先日、電車に1人で乗っていて、改めて感じたことがありました。私は電車に乗っているけど、周りの人たちは私を認識していなくて、その人たちの人生には登場しない人物で。認識されていない自分って、いったい何なんだろう。その感覚を究極に追い詰めていくと、怖いくらいに恐ろしい孤独が降り注いできました。この寂しい気持ちを大切に、本番まで生きていこうと思っています。
それに、この作品って、キャストの組み合わせによって作品のカラーが全然変わってきます。この3人で稽古を重ねていったときに、どんな作品になっていくのか、私自身も楽しみにしています。
――妃海さんから見た上田さんってどんな人ですか?
「Bye Bye My Last Cut」の時は、稽古場の雰囲気を一番に良くしてくださったのが一豪さんでした。雰囲気を明るくしてくださるし、演者にも、小道具や照明にも、作品作りでも、すべてにおいて1つ1つに愛情をもっていて…愛ある旗を振って、先頭を切ってくださっていました。ついて行くというか、一緒に行くぞ、という気持ちになれて、本当に楽しかったです。ちょっと安っぽく聞こえてしまうかもしれないのですが、学校の文化祭のような、いいものを作るために手探りで時間も考えずに一生懸命にモノづくりをしている時間でした。無理強いなんかもなくて、みんなの気持ちを聞きながら作ってくださいましたね。本当に出会えてよかったと感じています。劇団がファミリーのような感じで、そこに加わらせていただけているのが本当に嬉しいですね。
――演出面などで、上田さんらしさを感じるポイントは?
演出なのか、発する言葉なのか、うまく伝えられないのですが、一豪さんって全編通して、心にストンと、真っすぐに入ってきます。それで、スッと入ってきたものが体の中にジュワーっと溶け広がっていくような感じが、私はすごく好きです。その一連の流れが、素晴らしいですよね。

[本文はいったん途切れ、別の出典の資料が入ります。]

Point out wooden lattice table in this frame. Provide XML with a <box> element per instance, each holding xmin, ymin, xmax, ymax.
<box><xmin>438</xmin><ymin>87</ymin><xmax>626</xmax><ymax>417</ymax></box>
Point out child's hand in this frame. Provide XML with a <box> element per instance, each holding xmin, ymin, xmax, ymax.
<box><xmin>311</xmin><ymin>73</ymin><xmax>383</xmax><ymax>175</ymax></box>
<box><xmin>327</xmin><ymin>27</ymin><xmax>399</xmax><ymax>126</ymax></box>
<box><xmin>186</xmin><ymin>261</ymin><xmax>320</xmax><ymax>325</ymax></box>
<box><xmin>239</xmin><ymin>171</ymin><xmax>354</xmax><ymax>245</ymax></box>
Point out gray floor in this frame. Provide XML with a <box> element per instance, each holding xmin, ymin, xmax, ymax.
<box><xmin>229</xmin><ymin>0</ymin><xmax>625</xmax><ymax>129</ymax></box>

――作中では、登場人物の関係性においてカギとなる映画作品が登場します。妃海さんは、影響を受けた映画はありますか。
たくさんありますが、結局、一番王道なのは「サウンド・オブ・ミュージック」ですね。まっすぐに生きていこう、いろいろあるけど山を越えていこう、ってちゃんと正しく生きていこうという気持ちになれる作品です。それに、あの清らかな歌!それでいてあの飾らない感じ…ジュリー・アンドリュースさん、本当にありがとう、ってなります。疲れたときには見返したりしますね。
でも疲れているときって、「サウンド・オブ・ミュージック」みたいにまっすぐで清らかな作品を観たくなる時もあれば、逆にググっと入り込むような作品を観たくなる時もあります。映画ではなくてドラマなのですが真田広之さんの「高校教師」がすごく好きで。心にずしんと、どんどん深みにはまっていくような作品も好きですね。深みにはまったまま、しっかりもう一晩を過ごしたい、みたいな感じです。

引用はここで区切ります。